An NDEF message is composed of one or more NDEF records. There can be multiple records in a NDEF message. Basically NDEF message is array of NDEF records. How many records we can encapsulate in a NDEF message that depends on our application and the tag type. For our analysis purposes we use only one NDEF records. This NDEF record stores
http://nokia.com. Following figure shows the general view of NDEF message .
When we communicate with our NFC reader devices (mobile phones) to read or write data to NFC tag we read basically (for http://nokia.com) the following hexa code.

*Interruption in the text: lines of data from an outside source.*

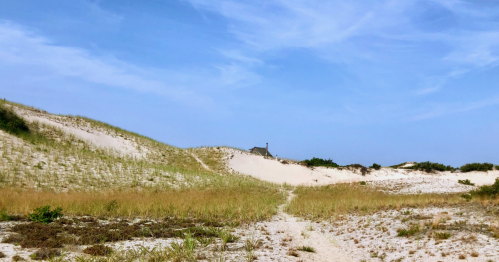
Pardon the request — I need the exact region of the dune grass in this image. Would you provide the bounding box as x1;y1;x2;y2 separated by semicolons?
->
0;187;285;222
286;183;465;220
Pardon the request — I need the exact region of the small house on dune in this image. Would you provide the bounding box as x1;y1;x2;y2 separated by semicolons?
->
249;143;273;157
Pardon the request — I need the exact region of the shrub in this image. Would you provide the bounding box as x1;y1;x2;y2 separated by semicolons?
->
302;157;338;168
460;163;494;172
460;194;472;201
29;206;63;224
458;179;475;186
347;164;369;176
471;178;499;197
0;209;13;221
360;181;366;186
83;245;113;256
0;104;30;136
434;232;451;239
404;161;455;173
370;163;381;170
30;248;61;260
0;251;5;258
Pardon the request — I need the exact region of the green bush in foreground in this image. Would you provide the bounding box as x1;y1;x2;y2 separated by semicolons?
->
460;163;494;172
302;157;338;168
404;161;455;173
458;179;475;186
29;206;63;224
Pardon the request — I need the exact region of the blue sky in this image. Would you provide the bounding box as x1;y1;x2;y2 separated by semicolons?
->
1;0;498;166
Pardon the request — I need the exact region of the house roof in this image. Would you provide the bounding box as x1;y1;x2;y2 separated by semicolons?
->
249;147;273;157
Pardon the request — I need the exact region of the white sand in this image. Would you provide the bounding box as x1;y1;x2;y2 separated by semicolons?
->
227;149;499;189
14;107;147;158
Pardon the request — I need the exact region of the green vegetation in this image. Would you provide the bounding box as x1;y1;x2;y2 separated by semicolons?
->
458;179;475;186
471;178;499;198
397;224;420;237
297;246;316;253
286;183;462;219
404;161;455;173
0;102;30;136
28;205;63;224
460;163;494;172
370;163;381;170
302;157;338;167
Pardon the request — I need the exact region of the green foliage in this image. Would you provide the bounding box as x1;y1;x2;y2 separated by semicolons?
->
302;157;338;168
404;161;455;173
0;104;30;136
397;224;420;237
360;181;366;186
347;164;369;176
370;163;381;170
471;178;499;198
28;206;63;224
458;179;475;186
434;232;451;239
460;163;494;172
460;193;472;201
0;209;13;221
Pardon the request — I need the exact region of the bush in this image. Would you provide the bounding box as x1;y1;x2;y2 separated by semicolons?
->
458;179;475;186
0;209;13;221
397;224;420;237
460;163;494;172
83;245;113;256
302;157;338;168
0;104;30;136
370;163;381;170
471;178;499;197
29;206;63;224
347;164;370;176
404;161;455;173
360;181;366;186
30;248;61;260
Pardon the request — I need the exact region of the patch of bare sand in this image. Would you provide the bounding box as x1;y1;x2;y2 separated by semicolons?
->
227;149;499;189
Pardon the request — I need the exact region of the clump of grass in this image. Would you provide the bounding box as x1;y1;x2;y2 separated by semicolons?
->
360;181;366;186
434;232;451;239
471;178;499;198
0;251;5;258
28;205;63;224
458;179;475;186
83;245;113;256
286;183;462;219
297;246;315;253
460;163;494;172
397;224;420;237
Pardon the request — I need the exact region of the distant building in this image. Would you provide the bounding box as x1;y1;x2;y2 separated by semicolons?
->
249;143;273;157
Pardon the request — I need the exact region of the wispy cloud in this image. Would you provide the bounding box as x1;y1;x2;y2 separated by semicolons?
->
0;22;260;106
412;95;499;121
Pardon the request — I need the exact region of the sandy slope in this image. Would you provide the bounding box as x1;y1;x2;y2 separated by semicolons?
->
227;149;499;189
13;106;147;158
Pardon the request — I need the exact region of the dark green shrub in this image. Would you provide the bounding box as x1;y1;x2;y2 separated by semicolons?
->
471;178;499;197
0;209;13;221
460;194;472;201
302;157;338;168
347;164;369;176
370;163;381;170
29;206;63;224
0;104;30;136
404;161;455;173
460;163;494;172
83;245;113;256
458;179;475;186
360;181;366;186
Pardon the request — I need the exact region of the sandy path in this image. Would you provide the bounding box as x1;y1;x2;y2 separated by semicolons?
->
263;190;354;262
190;153;211;171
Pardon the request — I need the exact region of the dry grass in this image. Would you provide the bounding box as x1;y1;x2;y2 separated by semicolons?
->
286;184;465;219
0;187;284;222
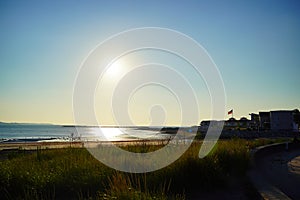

03 0e d1 01 0a 55 03 6e 6f 6b 69 61 2e 63 6f 6d fe
This is one byte that defines the type of record this is. An NDEF record is represented by the hex byte 03, with Qt mobility API we don’t provide this, those are added for us 0e
This is one byte that tells the reader how many bytes are in the payload. With Qt mobility API we don’t provide this, those are added for us. d1
NDEF records are variable length records with a common format illustrated in the figure below. d1 is binary code (11010001)
In our case:
MB = 1 (message Begin is true means this is first record in the NDEF message) ME = 1 (Message end, means it is last record in the NDEF message, if it is 0 that tells application that more records are ahead) CF = 0 (means this is not chunked message, An NDEF message can contain zero or more chunked payloads. Each chunked payload is encoded as an initial record chunk followed by zero or more middle record chunks and finally by a terminating record chunk, in our case we simplify our record as not chunked) SR = 1 (SR stands for short record, if set, that the payload length field is a single octet.This short record layout is intended for compact encapsulation of small payloads which will fit within PAYLOAD fields of size ranging between 0 to 255 octets.) IL = 0(IL stands for identification length, if set, that the ID_LENGTH field is present in the header as a single octet. If the IL flag is zero, the ID_LENGTH field is omitted from the record header and the ID field is also omitted from the record) TNF = 001(The TNF field value indicates the structure of the value of the TYPE field. The value 0x01 (NFC Forum well-known type) indicates that the TYPE field contains a value that follows the RTD type name format defined in the NFC Forum RTD specification )
01 (Type Length)
The TYPE_LENGTH field is an unsigned 8-bit integer that specifies the length in octets of the TYPE field. The TYPE_LENGTH field is always zero for certain values of the TNF field 0A (Pay load Length) The PAYLOAD_LENGTH field is an unsigned integer that specifies the length in octets of the PAYLOAD field (the application payload). The size of the PAYLOAD_LENGTH field is determined by the value of the SR flag
55 (type The value of the TYPE field is an identifier describing the type of the payload, The URI record type (“U”) )
03 0x03 URI identifier (“http://”)
Pay Load Rest string in UTF-8 (nokia.com)
FE Terminator byte. This is final byte in NDEF message.